Cordyra dormiu a maior parte do caminho de volta ao Sul, com os braços doendo e o estômago revirando. Quando dormia, sonhava; em seus sonhos uma garota muito parecia com ela era obrigada a comer um coração cru de cavalo. Tinha uma enorme barriga à sua frente, e dava dentada atrás de dentada, rasgando o músculo duro com os dentes, e deixando que o sangue vermelho escorresse por seu queixo. No sonho, tinha olhos violeta, e cabelos prateados. Quando esse sonho ia embora, e ela achava que tinha acordado, via-se nas criptas de Winterfell, diante da estátua de seu tio. A cova não estava mais aberta, mas fechada e selada, o que significava que havia um corpo lá dentro. Então Winterfell pegava fogo, e o fogo começava lá embaixo, no escuro, onde uma bonita mulher cuja aparência lembrava a de Arya tocava fogo em uma coroa de flores azuis como aquelas de seu casamento.

                Acordava suando, e com o estômago doendo, respirando em arquejos.

                Ao menos suas pernas haviam se curado das assaduras que adquirira na viagem de ida. Porém, um novo martírio a havia acompanhado; sentia falta de Robb como sentiria de um membro perdido. Às vezes, virava-se no cavalo para apontar uma flor em cores que nunca tinha visto, ou comentar sobre o canto de um pássaro, e então percebia que ele não estava lá. Fora fácil deixar a saudade de lado quando estava com Jon, mas, uma vez que pegaram a estrada novamente, todo o seu corpo doía da necessidade por ele.
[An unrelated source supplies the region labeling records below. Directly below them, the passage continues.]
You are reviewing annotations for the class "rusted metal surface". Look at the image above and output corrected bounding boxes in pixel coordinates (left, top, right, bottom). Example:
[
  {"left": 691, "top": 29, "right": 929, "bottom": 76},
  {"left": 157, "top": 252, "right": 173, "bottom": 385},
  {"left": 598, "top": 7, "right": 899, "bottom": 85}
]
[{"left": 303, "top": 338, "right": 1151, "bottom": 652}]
                No dia seguinte ao que recebera a Irmã Negra –Meistre Aemon dissera a ela que era uma boa espada, menor e mais fácil de ser manejada que Fogonegro, a espada há muito perdida da Casa Targaryen, provavelmente vendida a mercenários do outro lado do Mar Estreito –Hallis Mollen pusera os olhos na espada, e sua boca se abriu. Não foi o único; mesmo Jon, que recebera a espada ancestral da Casa Mormont, Garralonga, ficou impressionado com o gume, a ponta, o cabelo, o pomo da Irmã Negra. Cordyra não entendia de espadas, mas mesmo ela conseguia perceber que aquele não era um tipo comum; tinha uma lâmina escura de aço valiriano, e cortara a mão de Jocelyn apenas ao tocá-la. Os dragões pareciam gostar do aço; Aurae e Espectron rodeavam a espada o tempo todo que ela ficava no quarto, embora passassem a maior parte do tempo escondidos na barriga quente de Norte, que tomara o posto de sua guardiã oficial.
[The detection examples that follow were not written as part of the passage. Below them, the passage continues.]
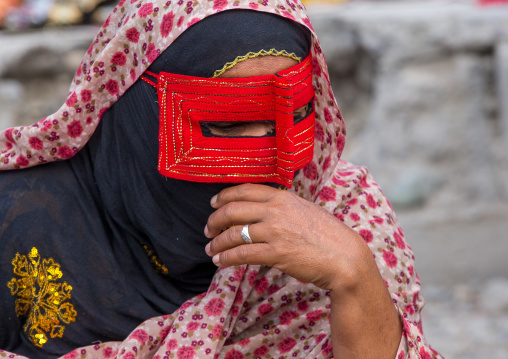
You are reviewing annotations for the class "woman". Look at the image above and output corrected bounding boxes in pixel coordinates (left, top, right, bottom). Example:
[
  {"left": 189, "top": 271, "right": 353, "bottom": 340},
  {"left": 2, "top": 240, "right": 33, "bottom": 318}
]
[{"left": 0, "top": 0, "right": 438, "bottom": 358}]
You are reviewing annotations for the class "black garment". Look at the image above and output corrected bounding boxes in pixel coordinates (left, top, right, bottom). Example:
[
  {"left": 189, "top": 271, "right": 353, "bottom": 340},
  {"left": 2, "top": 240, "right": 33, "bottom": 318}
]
[{"left": 0, "top": 10, "right": 310, "bottom": 359}]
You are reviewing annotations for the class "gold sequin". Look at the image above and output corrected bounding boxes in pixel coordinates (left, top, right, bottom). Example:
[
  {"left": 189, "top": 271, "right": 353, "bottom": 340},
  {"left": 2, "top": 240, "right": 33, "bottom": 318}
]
[{"left": 7, "top": 247, "right": 77, "bottom": 348}]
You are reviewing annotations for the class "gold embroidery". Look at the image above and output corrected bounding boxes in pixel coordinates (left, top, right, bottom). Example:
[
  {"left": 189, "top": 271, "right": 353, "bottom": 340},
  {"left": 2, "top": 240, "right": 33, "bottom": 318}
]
[
  {"left": 140, "top": 243, "right": 169, "bottom": 275},
  {"left": 213, "top": 49, "right": 302, "bottom": 77},
  {"left": 7, "top": 247, "right": 77, "bottom": 348}
]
                Então, Hallis Mollen insistira que a espada precisava ser manejada. Cordyra se negara –explicara a ele que pretendia deixar que Robb usasse a espada em seu nome, ao menos enquanto Eddard Stark ainda manejava Gelo, e um dia passaria ao seu filho mais jovem, enquanto Gelo era dada ao mais velho, e continua-se uma velha tradição. Mas Hallis Mollen insistira. Estavam indo à guerra, e era mais que importante que ela pudesse se defender. Cordyra disse a ele que tinha uma adaga que fora presente de Robb, mas, segundo Hallis, uma adaga era uma arma de proximidade; o melhor mesmo era que seus inimigos jamais chegassem tão perto.

                Então Cordyra aceitou ser treinada.

                No primeiro dia, ainda em Castelo Negro, descobrira que mal era capaz de manter a espada erguida além de alguns minutos. O aço era pesado, embora a lâmina fosse delgada, e Cordyra jamais havia se dedicado a exercícios físicos que não a dança, a falcoaria e a equitação. Muitos dos irmãos negros haviam se juntado a ela no pátio para observar, mesmo o homem de armas de Castelo Negro, Sor Allister –um homem mal-encarado que nunca sorria se não fosse da desgraça de alguém. A maioria deles trocava sorrisos e gracejos e apostavam favores em sua derrota humilhante.

                Quando ela conseguiu segurar a lâmina de forma firme, usando proteções, Hallis investiu contra ela. Não foi uma investida agressiva, apenas partiu para cima dela com uma das espadas de treino da mão. Cordyra lembrou-se de Jon e Robb, e de seus inúmeros machucados, e se preparou para a pancada, levantando Irmã Negra acima da cabeça apenas para não parecer uma completa covarde.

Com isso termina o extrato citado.